While that’s welcome news for snow-haters, the problem is that plants and their buds develop far too early in the season. Flower buds are sometimes opening weeks sooner than the past norm.
Then when even a “normal” cold spell returns, the plants suffer far more bud and branch death than if they were in their winter-dormant state.
My landscape has suffered a lot of mayhem from this temperature yo-yoing. Tops on that list was losing a $100 young cutleaf Japanese maple that releafed after the first yo-yo but then died when a frost killed the backup set of foliage. It was like the plant said, “I’ll give you one strike, but two strikes and I’m out.”
Since there’s not much any one of us can do to change the change, our only choice is to adapt to what we can and roll with the punches on what we can’t.
Chief on that list is plant selection.
Now that our recent climate norms have us more akin to the climate that used to be the norm in Baltimore, we should be leaning more toward plants that do well in warmer summers and less-cold winters. (One study projects us with an eight-degree-warmer climate by 2080, making us similar to what Jonesboro, Ark., is like now.)
The flip side is to think twice before planting species that prefer it colder, including ones we’ve grown successfully for decades that are now struggling in recent conditions.
A case in point is the Colorado blue spruce, once a favorite conifer in Harrisburg-area yards for its sleek habit and blue needles.
Blue spruces have been dying for years now, making them a leading removal species for tree companies. Although disease is the death-certificate culprit, arborists believe the warmer weather has stressed the species and made it more susceptible to disease. (Although blue spruce is a native species, it’s native to the cooler mountain regions of the western U.S.)

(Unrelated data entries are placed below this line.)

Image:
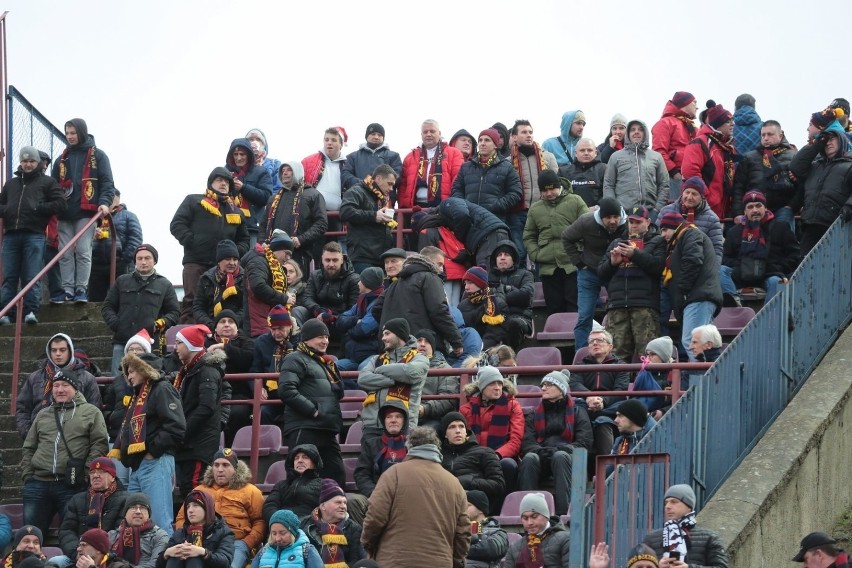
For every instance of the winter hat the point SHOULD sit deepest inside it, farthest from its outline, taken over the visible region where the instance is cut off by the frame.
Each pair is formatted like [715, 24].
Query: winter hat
[487, 375]
[609, 206]
[30, 153]
[97, 539]
[372, 277]
[534, 503]
[682, 98]
[717, 115]
[193, 336]
[228, 454]
[642, 552]
[695, 183]
[287, 518]
[150, 249]
[548, 179]
[478, 276]
[479, 500]
[280, 241]
[663, 347]
[226, 249]
[141, 338]
[635, 411]
[314, 328]
[279, 316]
[375, 127]
[25, 531]
[559, 379]
[329, 490]
[103, 464]
[670, 220]
[754, 197]
[398, 327]
[682, 493]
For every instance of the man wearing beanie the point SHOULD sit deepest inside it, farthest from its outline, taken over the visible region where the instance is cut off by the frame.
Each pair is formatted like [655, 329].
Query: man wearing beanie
[368, 213]
[552, 431]
[586, 241]
[27, 202]
[545, 539]
[570, 132]
[311, 388]
[759, 251]
[237, 500]
[331, 531]
[200, 222]
[44, 461]
[680, 542]
[363, 161]
[822, 168]
[711, 156]
[418, 511]
[222, 287]
[398, 373]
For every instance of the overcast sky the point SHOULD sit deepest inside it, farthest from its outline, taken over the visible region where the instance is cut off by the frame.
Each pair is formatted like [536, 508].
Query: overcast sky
[166, 86]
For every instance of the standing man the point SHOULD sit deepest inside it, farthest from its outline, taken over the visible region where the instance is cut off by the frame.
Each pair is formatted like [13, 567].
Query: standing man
[27, 203]
[418, 511]
[85, 176]
[141, 299]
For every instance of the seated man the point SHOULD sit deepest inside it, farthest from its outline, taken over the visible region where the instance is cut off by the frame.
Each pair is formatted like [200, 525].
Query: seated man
[544, 536]
[552, 431]
[758, 252]
[239, 502]
[299, 491]
[475, 466]
[331, 530]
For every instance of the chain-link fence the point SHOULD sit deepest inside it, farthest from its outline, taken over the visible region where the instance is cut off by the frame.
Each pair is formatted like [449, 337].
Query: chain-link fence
[28, 127]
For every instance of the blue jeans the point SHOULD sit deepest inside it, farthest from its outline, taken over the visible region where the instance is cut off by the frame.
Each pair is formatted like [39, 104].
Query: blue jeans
[43, 499]
[23, 258]
[694, 315]
[588, 292]
[155, 478]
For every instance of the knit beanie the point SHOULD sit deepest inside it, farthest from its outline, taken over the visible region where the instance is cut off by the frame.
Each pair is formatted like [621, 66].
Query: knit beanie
[398, 327]
[682, 493]
[635, 411]
[559, 379]
[478, 276]
[534, 503]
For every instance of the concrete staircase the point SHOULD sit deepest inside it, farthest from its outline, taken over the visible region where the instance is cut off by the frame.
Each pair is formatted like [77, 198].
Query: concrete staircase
[83, 323]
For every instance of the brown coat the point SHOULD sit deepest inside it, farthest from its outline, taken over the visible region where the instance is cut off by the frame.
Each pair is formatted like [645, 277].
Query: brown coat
[418, 515]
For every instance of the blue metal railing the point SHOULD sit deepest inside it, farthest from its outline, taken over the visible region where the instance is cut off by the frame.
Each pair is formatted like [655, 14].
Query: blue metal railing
[718, 421]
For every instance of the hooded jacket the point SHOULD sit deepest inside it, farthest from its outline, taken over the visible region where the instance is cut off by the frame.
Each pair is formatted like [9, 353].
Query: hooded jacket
[563, 146]
[637, 175]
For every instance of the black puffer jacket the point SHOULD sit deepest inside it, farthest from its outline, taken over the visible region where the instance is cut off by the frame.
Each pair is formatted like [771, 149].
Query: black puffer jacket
[637, 283]
[367, 239]
[29, 200]
[300, 491]
[305, 388]
[418, 296]
[497, 188]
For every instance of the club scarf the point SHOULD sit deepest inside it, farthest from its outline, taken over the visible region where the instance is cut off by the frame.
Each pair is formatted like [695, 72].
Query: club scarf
[490, 317]
[214, 203]
[498, 429]
[674, 535]
[333, 541]
[399, 391]
[540, 421]
[434, 181]
[90, 177]
[127, 545]
[137, 409]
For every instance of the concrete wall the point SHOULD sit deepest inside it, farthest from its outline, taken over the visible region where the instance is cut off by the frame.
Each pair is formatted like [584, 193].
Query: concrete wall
[798, 478]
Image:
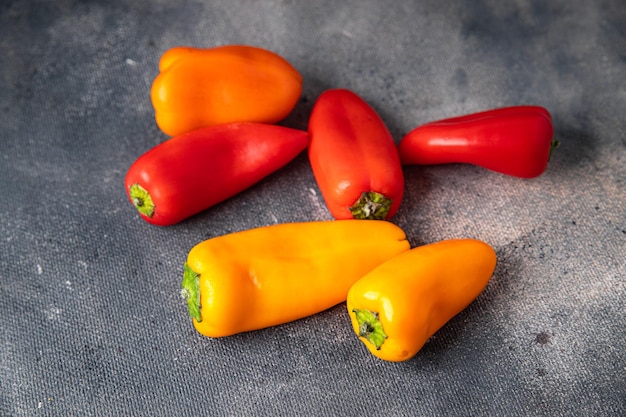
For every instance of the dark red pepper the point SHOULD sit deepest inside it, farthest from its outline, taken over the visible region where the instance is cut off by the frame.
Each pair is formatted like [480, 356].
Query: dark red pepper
[194, 171]
[514, 140]
[354, 158]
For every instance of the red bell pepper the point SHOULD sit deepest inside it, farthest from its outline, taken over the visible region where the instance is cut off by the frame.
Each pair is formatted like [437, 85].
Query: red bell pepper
[516, 141]
[354, 158]
[194, 171]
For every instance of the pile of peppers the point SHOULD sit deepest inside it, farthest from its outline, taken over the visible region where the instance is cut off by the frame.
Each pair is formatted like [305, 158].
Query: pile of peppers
[220, 106]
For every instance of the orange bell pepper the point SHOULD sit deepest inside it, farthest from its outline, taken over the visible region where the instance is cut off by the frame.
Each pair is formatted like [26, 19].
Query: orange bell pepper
[271, 275]
[399, 305]
[234, 83]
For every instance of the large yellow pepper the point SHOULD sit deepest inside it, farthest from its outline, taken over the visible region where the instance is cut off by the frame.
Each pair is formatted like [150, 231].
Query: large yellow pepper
[399, 305]
[234, 83]
[275, 274]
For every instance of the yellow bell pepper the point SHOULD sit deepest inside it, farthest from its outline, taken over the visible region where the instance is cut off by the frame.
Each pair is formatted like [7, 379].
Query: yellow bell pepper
[399, 305]
[271, 275]
[234, 83]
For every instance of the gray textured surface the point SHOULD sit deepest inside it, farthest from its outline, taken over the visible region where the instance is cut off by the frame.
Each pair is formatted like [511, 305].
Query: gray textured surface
[91, 322]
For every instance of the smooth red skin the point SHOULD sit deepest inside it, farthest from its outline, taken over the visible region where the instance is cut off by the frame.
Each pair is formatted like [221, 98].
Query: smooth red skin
[512, 140]
[352, 152]
[194, 171]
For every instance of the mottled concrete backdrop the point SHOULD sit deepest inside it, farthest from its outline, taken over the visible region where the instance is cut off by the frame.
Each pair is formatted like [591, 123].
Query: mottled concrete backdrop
[91, 321]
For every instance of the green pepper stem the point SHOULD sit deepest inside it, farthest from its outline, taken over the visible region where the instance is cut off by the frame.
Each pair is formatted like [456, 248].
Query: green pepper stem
[142, 200]
[370, 327]
[371, 206]
[191, 292]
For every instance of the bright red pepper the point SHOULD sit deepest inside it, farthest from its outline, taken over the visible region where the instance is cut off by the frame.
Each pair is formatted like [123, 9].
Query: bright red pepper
[354, 158]
[194, 171]
[514, 140]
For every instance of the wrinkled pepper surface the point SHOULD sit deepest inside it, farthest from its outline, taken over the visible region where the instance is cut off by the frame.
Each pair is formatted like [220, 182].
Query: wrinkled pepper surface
[516, 141]
[399, 305]
[191, 172]
[233, 83]
[271, 275]
[354, 158]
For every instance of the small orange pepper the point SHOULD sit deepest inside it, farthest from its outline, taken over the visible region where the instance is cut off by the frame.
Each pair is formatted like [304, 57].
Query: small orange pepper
[271, 275]
[200, 87]
[399, 305]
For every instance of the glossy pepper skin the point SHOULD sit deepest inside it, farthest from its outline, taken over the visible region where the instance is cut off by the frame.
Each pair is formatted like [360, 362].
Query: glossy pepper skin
[271, 275]
[399, 305]
[354, 158]
[234, 83]
[516, 141]
[194, 171]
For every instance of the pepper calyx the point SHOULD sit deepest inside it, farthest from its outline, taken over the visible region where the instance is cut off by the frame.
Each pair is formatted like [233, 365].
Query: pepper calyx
[370, 327]
[191, 292]
[141, 199]
[371, 206]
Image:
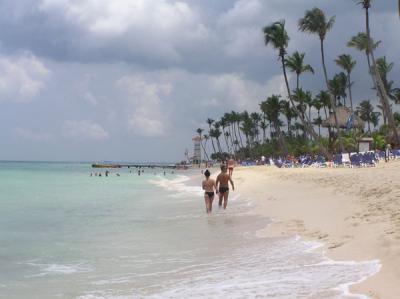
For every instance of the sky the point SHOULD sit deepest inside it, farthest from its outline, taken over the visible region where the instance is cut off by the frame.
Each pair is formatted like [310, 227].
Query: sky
[132, 80]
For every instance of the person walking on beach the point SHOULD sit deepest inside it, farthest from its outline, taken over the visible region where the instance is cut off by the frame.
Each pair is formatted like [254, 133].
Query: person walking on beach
[231, 165]
[222, 183]
[387, 152]
[209, 187]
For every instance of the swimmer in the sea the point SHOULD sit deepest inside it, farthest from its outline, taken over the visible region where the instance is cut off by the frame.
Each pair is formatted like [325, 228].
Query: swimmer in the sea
[209, 188]
[222, 183]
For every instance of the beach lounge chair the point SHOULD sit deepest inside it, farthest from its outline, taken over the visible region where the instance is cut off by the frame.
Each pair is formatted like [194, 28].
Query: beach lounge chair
[337, 160]
[356, 160]
[396, 154]
[369, 159]
[346, 159]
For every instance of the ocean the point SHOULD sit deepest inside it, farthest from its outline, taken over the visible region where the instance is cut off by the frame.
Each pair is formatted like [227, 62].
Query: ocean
[66, 234]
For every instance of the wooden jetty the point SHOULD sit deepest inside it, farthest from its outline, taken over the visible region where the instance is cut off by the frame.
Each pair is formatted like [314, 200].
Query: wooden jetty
[163, 166]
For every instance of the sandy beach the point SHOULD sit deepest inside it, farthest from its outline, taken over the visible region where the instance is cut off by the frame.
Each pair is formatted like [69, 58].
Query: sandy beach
[354, 212]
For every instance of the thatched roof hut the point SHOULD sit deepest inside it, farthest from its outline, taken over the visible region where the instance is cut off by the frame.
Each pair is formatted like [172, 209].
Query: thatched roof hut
[343, 115]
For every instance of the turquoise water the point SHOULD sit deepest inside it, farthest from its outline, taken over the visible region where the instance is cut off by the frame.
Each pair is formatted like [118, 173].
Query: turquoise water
[65, 234]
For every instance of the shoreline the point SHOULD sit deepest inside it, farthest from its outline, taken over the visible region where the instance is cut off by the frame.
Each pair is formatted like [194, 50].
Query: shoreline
[354, 213]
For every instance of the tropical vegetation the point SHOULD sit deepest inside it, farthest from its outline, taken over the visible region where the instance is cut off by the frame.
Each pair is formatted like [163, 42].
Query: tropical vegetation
[322, 122]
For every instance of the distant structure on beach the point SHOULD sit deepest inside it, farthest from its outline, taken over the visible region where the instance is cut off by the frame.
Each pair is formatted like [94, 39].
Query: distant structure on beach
[196, 159]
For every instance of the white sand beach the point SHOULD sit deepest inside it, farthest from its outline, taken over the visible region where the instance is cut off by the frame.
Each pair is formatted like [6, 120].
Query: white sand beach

Other species we’ve long planted that aren’t faring as well lately in our warming weather include sugar maple, Norway and Serbian spruce, Douglas fir, white and gray birch, black cherry, American beech, American linden, katsura, and hop-hornbeam.
On the other hand, species that used to be considered “borderline-hardy” or “envelope-pushing” plants in the Harrisburg area are now becoming better and better bets, including crape myrtle, aucuba, cherry laurel, nandina, osmanthus, sweetbox, photinia, and maybe even skimmia and loropetalum.
Before you go whole-hog into palms, though, keep in mind that the volatility of any year’s weather could well give us a record-setting low sandwiched between a pair of unusually warm spells. And one night is all it takes to kill a marginally adapted tree or shrub sited out of its low-tolerance range (as happened this past winter).
Read more on how one of the warmest winters ever caused some of the worst plant damage ever
A second thing we can do is stay on top of what’s new with bugs, weeds, and diseases and be ready to cope with the latest in “challenges.”
Third, be willing to shift gears and adjust even long-held time schedules and practices.
Those earlier springs might mean we can move up our planting times in May, while later frosts in fall might mean it’s increasingly possible to squeeze out veggie-garden harvests into November.
The bottom line is that although it’s not exactly time to start gardening like it’s Washington, we also can’t keep gardening like it’s 1950 and expect to have the same results.
As in any change, there will be winners, and there will be losers.
The quicker we are at figuring out which is which, the better we’re likely to do in the garden.